DEMAND for Housing Board (HDB) resale flats may ease in the wake of yesterday’s measures to toughen up rules on home lending.
The new regulations have lowered the maximum loan amount a bank can lend – this is known as loan-to-value (LTV) limit – from 90per cent to 80per cent.
That means buyers of private homes and HDB resale flats will now have to stump up a deposit of at least 20per cent of the purchase price, up from 10per cent.
The LTV for those eligible for HDB loans, such as first-time buyers and second-timers who are upgrading, is already at 90per cent and remains unchanged.
This is because there are already HDB measures in place to curb speculation and encourage financial prudence, said the Government yesterday.

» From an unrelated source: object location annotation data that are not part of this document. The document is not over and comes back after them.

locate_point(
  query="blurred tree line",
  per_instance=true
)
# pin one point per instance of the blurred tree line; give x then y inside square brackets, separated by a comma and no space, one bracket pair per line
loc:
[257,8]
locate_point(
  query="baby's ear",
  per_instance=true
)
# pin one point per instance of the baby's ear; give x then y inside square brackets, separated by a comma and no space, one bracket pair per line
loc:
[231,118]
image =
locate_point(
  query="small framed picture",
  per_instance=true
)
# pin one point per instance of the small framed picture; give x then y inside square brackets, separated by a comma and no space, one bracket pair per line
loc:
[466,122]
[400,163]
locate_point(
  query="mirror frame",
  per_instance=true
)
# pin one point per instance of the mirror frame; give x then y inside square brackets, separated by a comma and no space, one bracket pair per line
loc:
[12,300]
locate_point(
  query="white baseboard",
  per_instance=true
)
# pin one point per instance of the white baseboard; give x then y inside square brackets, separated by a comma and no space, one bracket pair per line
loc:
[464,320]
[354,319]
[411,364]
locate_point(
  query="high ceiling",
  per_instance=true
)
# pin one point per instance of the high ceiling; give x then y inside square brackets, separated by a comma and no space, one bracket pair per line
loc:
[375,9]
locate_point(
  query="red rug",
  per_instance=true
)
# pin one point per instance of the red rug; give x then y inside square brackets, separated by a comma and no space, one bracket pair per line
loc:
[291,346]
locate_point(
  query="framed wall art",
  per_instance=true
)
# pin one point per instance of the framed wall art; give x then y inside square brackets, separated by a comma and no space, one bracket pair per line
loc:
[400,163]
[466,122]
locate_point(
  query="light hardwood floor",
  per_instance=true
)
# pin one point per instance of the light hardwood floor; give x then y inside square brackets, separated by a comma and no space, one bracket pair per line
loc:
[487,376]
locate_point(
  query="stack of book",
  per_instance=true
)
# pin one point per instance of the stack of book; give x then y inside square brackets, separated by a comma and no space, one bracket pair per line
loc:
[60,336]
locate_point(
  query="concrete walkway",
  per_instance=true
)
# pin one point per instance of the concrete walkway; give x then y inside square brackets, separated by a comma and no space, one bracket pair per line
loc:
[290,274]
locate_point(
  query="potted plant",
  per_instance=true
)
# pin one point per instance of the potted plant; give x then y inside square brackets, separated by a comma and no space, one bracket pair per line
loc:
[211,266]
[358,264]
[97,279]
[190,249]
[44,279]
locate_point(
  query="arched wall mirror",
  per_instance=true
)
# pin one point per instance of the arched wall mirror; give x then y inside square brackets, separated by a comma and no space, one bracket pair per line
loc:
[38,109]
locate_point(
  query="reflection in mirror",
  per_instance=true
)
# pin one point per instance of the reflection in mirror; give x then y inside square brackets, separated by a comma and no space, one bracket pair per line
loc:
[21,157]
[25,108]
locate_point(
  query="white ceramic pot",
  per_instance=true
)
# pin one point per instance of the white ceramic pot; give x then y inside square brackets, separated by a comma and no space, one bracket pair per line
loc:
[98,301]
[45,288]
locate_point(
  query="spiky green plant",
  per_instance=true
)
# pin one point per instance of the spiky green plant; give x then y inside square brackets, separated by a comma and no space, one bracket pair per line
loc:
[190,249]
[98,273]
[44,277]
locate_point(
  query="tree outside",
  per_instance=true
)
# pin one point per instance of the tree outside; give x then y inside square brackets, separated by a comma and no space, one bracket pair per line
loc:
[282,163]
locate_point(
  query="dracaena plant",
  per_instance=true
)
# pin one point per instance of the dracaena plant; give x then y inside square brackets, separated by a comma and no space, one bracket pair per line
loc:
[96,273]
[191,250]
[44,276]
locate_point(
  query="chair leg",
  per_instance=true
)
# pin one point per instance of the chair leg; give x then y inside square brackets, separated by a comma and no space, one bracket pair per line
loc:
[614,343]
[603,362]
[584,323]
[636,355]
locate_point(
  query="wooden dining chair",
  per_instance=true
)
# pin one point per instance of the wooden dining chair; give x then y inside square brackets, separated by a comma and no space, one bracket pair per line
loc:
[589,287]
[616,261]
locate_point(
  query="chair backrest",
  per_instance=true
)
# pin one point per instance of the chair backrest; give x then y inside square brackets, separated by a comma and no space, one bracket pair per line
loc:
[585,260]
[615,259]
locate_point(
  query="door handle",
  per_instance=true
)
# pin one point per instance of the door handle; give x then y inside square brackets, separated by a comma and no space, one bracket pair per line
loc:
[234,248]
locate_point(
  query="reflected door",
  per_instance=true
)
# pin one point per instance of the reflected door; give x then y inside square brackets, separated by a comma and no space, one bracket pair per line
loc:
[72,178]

For example, there is a minimum owner occupation period of three to five years and a restriction on ownership to one flat per household.
Housing analysts told The Straits Times yesterday that the new rules – they come into effect today – will hit the private property market more than the HDB resale sector, but there will be some impact.
Ngee Ann Polytechnic real estate lecturer Nicholas Mak said higher interest rates tended to deter most HDB buyers from borrowing up to 90per cent of the purchase price.
HDB resale homes are also cheaper than private property and there are fewer short-term speculators in the market.
But analysts say the demand for resale flats – which has been red hot and pushing prices to record levels recently – is likely to be tempered.
PropNex chief executive Mohamed Ismail said the segment of buyers that will be most affected are private property owners and permanent residents (PRs) who are not eligible for HDB loans.
The bulk of homeseekers – mostly first-timers and second-time upgraders – qualify for HDB loans and will not be affected.
But for those PRs who have not worked for a long period of time and accumulated enough CPF savings, the new rules may delay their home purchases, said Mr Ismail.
The amount of money paid upfront to a seller over a flat’s valuation – called cash-over-valuation (COV) – may also come down if buyers are less-cash rich and unable to afford high premiums, he added.
The median COV amount paid for HDB resale flats soared to a record $24,000 in the fourth quarter last year.
Resale flat prices have surged about 40per cent in the past three years.
Anxious buyers priced out of the market have pointed to private property owner-speculators and PR buyers as possible factors contributing to the sky-high demand, although the Government maintains that these buyers are a minority and not a significant market force.
A joint statement from the Ministries of National Development and Finance and the Monetary Authority of Singapore said the rules to tighten credit to the housing market were aimed at encouraging greater financial prudence among buyers.